古いサイトに見受けられる「IEでご覧ください」といった注意書きは、ウェブの標準規格に準じてあれば必要ないものです。
※ 実際には問題ないサイトでも、単に注意書きが残っているだけの場合もあります。

IE対応の必要性は今後ありません

現在では、IEしか動作しない Windows のサポートは終了しておりIEのシェアも少ないため、IE対応の必要性はありません。また、今後新しい(これまでのようなウェブ標準の規格を描画できない)IEが出ることもありません。マイクロソフトでも、独自の規格を開発しようとする分野はまだ多くあると思いますが、ウェブブラウザについてはすでにオープンソースのレンダリングエンジンを搭載した Edge へ移行済みです。

こちらでもIE環境が一部のエミュレータ(実機を模倣したアプリケーション)に限られるため、IE向けの動作確認や開発は行っていません。

現在では、多くのウェブサイトでデスクトップブラウザよりスマートフォンのアクセスが増えており、少ないデスクトップブラウザのアクセスの中でもIEのシェアはほとんどありません。また、ブラウザを判別する"ユーザーエージェント"は簡単に書き換えることができます。個人的には、数少ないIEの中にはボットや動作確認用のアクセスも多く含まれており、有効なアクセスはもっと少ないと思っています。

クライアントの中には「動作確認をする自社オフィスのブラウザがIE」といった場合があり、表示のズレなどの修正依頼を受けることがあります。できる限り新しいブラウザで動作確認し、そのサイトを利用するユーザーはIEは使っていないということをご理解いただければと思います。

IEのよくある不具合

IEではCSS(スタイルシート)の解釈の間違い・未対応・不具合が多くあり、主にスタイルが崩れる不具合が発生します。その他、古いバージョンのIEでは、独自規格に頼ったせいで正しい JavaScript(ジャバスクリプト)が動作しない、といった不具合があります。
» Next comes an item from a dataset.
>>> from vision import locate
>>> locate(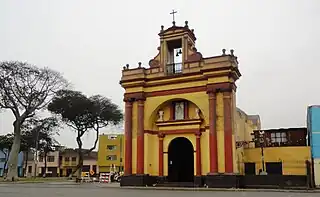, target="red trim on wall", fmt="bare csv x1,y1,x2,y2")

IE9〜IE11など後期のバージョンでは改善されているものもあります。

  • 2列、3列などの横並びがうまく表示されない、または重なる。
    CSS: Grid layout, float, box-sizing...
  • 画像が大きすぎたりはみ出て表示される。
    CSS: max-width, max-height, object-fit
  • 画像やブロックの角丸が反映されない。
    CSS: border-radius
  • 曲線や斜めの境界線やマスクが機能しない。
    CSS: mask...
  • 透過PNGや半透明のデザインが反映されない。